From our front doors I could watch the disaster, as these canoes and their crew of natives, who belonged to a distant island, capsized, one after another, in the tumbling surf. The natives struggled with all their savage address and strength, and the more powerful survivors, fighting their way through the billows, reached the shore; while many, in spite of their efforts, were whirled under water by the combing of the surf, beaten against the coral reef, and killed. I now saw, for the first time, the dark side of the Fiji character. No effort was made to rescue the shipwrecked men; the natives looked upon the exciting spectacle with the same apathy with which brute animals see each other slain. It surprised me equally to see that the survivors, fifteen in number, having made their way to a small islet, which the natives called "Fan Rock," from the peculiar shape of the single tufted palm-tree that it bore, made no signals of any sort to the mainland, and did not even seek rest or shelter during the continuance of the storm. On the contrary, no sooner had they escaped from the dangers of shipwreck, than they seemed to be ill at ease upon the shore. They evidently dreaded some unseen danger more than the storm; for they began, with the greatest celerity, to construct a raft upon which to make their escape. Aided by my father's spyglass, I could see them collecting fragments of drift-wood and wreck, and endeavoring to build a rude catamaran; but they were hard put to it for cord
age with which to bind the planks together. They peeled the bark from some of the fresher drift-wood that the storm had cast upon the beach, and made from it a rough rope, which, however, proved too short for their purpose, and they seemed to look despairingly at their work. But at this moment the mast and sail of a shipwrecked canoe were driven by the storm upon the sand, within a stone's throw of the unfinished raft. Seizing this jetsam eagerly, they found enough cordage upon it to serve their purpose; they hoisted the rescued spar, unfurled a small portion of the sail, and, launching boldly forth upon the angry water, the shipwrecked natives were soon scudding away to leeward before the storm, the water breaking every moment quite over their perilous craft.
I was lost in surprise when I saw these savages thus commit themselves anew to the danger they had just escaped. Why were they not content to remain upon their little island until the tempest should abate?
I strolled out toward the bure, or Fijian house of worship, hoping to learn from a company of natives I saw assembling there something about the strange acts that I had observed. As I entered the shadow of the damanu trees that surrounded it, I overtook the chiefpriest of the island.
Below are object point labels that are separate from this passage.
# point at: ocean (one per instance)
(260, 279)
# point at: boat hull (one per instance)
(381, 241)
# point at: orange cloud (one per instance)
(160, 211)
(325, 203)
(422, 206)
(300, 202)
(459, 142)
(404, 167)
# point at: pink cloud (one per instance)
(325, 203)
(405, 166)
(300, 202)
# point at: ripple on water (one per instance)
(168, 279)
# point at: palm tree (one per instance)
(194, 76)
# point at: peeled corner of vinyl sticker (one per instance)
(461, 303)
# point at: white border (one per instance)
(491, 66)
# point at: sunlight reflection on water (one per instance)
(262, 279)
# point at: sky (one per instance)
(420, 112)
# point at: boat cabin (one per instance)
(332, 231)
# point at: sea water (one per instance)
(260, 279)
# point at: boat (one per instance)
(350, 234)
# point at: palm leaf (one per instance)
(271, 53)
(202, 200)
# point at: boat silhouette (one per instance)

He was a man of powerful stature and forbidding physiognomy; his face was painted in geometrical patches of different and vivid colors, and his abundant black hair was dressed with the utmost care-frizzed and plaited so as to resemble an enormous wig, and powdered with scarlet and orange powder. The Fijian barbers have incredible ingenuity and skill; and I knew, from this display of their art upon the person of their priest highest in rank, that some important rite was about to take place. I had not long to wait for the satisfaction of my curiosity.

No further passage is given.